Ingredients for - Scrambled Egg Brunch Bread

1. Refrigerated crescent rolls - 2 (8 ounce) cans
2. Thinly sliced deli ham, chopped - 4 ounces
3. Cream cheese, softened - 4 ounces
4. Milk - ½ cup
5. Egg, separated - 1
6. Eggs - 7
7. Salt - ¼ teaspoon
8. Ground black pepper to taste - ¼ teaspoon
9. Chopped red bell pepper - ¼ cup
10. Chopped green onion - 2 tablespoons
11. Butter - 1 teaspoon
12. Shredded Cheddar cheese - ½ cup

How to cook deliciously - Scrambled Egg Brunch Bread

1. Stage

Preheat oven to 375 degrees F (190 degrees C). Lightly grease a baking sheet.

2. Stage

Unroll each tube of crescent dough, but do not separate rectangles.

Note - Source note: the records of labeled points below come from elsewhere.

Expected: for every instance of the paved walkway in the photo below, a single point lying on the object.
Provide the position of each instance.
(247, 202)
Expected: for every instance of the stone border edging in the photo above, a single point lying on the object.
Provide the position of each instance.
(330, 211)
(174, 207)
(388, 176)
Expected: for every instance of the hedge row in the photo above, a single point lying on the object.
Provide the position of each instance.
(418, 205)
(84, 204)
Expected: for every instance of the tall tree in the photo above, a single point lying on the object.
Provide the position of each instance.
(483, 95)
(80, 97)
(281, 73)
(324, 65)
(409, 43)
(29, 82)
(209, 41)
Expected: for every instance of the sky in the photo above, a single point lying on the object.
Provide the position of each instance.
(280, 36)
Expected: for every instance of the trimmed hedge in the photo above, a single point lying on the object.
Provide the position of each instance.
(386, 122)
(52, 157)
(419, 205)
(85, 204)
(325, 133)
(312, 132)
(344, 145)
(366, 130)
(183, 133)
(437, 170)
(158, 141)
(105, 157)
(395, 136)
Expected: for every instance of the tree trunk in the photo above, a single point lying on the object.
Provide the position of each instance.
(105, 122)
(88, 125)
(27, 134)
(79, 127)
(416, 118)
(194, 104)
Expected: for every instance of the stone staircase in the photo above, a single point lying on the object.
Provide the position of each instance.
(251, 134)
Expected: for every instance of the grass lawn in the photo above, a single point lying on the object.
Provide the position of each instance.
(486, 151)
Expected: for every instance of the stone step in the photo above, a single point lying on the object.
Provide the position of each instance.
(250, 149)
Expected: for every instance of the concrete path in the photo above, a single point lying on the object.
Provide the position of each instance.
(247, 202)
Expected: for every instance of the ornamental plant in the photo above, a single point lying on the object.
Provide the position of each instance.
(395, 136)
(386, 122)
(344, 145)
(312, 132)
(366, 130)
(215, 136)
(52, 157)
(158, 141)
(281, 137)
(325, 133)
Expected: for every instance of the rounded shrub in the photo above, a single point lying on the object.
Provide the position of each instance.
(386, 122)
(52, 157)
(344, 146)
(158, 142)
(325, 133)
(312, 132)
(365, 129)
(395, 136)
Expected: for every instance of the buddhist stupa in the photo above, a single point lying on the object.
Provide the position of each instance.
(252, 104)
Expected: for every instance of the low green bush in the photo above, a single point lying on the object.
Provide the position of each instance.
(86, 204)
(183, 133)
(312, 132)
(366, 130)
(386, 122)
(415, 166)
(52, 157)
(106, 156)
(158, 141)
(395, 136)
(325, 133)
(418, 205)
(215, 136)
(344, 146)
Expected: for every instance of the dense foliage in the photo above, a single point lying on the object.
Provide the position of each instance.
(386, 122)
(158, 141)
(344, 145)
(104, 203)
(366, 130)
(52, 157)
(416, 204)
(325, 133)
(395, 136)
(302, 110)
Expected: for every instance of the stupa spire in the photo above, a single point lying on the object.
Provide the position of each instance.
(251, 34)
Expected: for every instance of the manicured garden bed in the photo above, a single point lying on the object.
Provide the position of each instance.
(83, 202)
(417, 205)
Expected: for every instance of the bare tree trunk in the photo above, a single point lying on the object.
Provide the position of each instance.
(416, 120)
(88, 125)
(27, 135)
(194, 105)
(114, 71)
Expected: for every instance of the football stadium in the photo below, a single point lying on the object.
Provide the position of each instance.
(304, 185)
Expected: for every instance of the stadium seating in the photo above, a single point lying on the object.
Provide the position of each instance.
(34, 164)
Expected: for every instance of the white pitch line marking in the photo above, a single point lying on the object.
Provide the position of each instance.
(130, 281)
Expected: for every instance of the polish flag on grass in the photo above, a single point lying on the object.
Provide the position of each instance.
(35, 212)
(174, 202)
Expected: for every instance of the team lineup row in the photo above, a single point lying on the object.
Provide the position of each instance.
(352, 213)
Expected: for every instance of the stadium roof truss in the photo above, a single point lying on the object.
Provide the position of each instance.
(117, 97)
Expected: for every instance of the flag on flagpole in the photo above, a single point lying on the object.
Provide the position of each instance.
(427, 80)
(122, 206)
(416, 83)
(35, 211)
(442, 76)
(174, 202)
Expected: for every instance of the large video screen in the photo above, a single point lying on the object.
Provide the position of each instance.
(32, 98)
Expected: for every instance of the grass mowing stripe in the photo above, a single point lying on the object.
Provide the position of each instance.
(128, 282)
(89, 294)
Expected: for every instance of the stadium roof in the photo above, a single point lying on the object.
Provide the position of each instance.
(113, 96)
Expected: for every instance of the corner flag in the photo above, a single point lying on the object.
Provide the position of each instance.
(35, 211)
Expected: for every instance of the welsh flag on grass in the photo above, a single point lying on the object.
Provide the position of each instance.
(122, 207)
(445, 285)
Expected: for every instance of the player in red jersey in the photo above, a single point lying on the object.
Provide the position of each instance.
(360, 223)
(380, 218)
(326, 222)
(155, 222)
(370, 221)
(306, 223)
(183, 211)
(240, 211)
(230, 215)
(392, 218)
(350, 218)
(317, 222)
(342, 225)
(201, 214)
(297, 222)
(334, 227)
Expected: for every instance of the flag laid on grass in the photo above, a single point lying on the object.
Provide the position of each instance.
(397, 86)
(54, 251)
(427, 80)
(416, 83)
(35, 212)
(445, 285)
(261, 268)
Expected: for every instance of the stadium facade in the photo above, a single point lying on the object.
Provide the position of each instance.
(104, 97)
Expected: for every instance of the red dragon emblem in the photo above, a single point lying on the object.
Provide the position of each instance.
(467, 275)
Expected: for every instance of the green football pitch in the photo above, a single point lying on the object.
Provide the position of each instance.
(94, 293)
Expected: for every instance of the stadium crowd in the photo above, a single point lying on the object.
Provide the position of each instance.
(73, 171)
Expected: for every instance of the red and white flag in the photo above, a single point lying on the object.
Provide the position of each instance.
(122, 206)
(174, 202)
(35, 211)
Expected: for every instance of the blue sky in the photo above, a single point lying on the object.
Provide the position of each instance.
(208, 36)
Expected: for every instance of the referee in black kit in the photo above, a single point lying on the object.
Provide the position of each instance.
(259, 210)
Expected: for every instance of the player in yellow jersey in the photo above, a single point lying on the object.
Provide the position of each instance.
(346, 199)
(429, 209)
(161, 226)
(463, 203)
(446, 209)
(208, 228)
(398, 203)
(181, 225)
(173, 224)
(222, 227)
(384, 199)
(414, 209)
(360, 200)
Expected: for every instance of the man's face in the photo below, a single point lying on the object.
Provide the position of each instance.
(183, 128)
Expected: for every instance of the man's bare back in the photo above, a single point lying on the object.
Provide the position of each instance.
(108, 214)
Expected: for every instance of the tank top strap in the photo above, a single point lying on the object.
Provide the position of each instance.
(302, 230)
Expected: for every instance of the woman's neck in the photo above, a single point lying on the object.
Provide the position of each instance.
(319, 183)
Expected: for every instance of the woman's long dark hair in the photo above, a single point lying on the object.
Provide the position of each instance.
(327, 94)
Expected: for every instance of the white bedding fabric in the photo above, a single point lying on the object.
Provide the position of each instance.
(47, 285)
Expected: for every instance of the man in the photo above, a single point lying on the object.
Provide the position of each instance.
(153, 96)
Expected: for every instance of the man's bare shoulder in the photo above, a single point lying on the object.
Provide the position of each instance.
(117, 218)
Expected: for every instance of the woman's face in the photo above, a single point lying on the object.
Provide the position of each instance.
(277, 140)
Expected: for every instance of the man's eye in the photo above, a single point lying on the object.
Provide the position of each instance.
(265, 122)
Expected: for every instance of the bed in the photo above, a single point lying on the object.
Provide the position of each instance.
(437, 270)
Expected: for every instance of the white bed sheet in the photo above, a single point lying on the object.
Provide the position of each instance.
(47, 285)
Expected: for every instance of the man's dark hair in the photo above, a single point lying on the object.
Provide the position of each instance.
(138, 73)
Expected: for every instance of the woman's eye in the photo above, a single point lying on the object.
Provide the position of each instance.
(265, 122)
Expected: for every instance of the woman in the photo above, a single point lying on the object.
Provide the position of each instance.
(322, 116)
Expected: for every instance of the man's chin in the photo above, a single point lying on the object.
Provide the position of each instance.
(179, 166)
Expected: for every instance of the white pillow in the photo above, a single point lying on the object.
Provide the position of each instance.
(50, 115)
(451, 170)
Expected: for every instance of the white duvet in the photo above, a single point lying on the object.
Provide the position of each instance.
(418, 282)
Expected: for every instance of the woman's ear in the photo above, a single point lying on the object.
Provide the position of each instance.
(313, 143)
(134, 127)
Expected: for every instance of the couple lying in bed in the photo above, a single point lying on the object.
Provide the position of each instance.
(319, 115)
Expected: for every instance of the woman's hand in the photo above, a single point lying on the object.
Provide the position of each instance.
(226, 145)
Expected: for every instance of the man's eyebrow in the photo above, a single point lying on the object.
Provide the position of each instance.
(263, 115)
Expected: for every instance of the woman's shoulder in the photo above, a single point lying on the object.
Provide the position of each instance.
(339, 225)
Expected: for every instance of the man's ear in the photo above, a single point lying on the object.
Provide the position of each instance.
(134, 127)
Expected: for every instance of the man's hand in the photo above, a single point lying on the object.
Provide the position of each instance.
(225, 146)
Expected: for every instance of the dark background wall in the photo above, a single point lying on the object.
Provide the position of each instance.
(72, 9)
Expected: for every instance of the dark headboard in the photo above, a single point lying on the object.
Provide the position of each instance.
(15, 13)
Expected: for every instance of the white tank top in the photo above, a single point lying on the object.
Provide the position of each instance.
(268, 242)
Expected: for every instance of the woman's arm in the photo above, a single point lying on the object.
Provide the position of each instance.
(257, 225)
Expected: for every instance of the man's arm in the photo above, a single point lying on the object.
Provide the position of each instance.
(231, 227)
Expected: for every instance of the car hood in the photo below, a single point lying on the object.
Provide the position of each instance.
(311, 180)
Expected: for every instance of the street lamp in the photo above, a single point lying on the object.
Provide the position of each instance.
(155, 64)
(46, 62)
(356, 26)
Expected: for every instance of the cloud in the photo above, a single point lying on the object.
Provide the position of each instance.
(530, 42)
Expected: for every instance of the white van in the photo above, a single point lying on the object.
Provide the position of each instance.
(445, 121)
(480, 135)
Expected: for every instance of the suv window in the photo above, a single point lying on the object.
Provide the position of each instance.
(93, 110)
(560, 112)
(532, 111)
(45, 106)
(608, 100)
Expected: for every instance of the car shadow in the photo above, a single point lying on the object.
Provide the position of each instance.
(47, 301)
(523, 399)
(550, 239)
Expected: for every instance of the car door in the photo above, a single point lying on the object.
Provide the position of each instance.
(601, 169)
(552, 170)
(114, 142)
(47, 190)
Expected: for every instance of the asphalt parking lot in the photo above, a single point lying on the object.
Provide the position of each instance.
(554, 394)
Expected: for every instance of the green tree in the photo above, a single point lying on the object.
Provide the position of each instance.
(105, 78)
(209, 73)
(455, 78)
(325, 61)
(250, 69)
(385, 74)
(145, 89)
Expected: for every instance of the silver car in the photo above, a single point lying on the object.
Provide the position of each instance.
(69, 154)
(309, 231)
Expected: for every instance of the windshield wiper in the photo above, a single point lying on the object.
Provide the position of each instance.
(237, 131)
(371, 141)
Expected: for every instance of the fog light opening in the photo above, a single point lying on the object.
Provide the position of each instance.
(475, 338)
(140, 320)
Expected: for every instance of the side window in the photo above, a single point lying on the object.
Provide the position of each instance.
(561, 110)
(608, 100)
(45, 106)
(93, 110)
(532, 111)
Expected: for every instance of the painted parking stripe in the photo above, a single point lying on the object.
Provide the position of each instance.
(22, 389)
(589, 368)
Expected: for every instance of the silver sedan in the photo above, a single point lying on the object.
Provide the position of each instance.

Place side-by-side on prepared baking sheet with long sides touching; press and seal seams and perforations. Arrange ham lengthwise down center third of rectangle.

3. Stage

Beat cream cheese and milk in a bowl. Separate one egg, placing egg white aside. Stir egg yolk, remaining eggs, salt, and pepper into cream cheese mixture; fold in red pepper and onion.

4. Stage

Melt butter in a large skillet over medium heat; pour egg mixture into skillet and cook until just set, about 5 minutes. Remove from heat and spoon eggs over ham; sprinkle with Cheddar cheese.

5. Stage

Cut 1-inch-wide strips towards the center to within 1/2-inch of filling on each long side of dough. Starting at one end, fold alternating strips at an angle across filling; pinch ends to seal and tuck under. Beat reserved egg white and brush over dough.

6. Stage

Bake in preheated oven until golden, 25 to 28 minutes.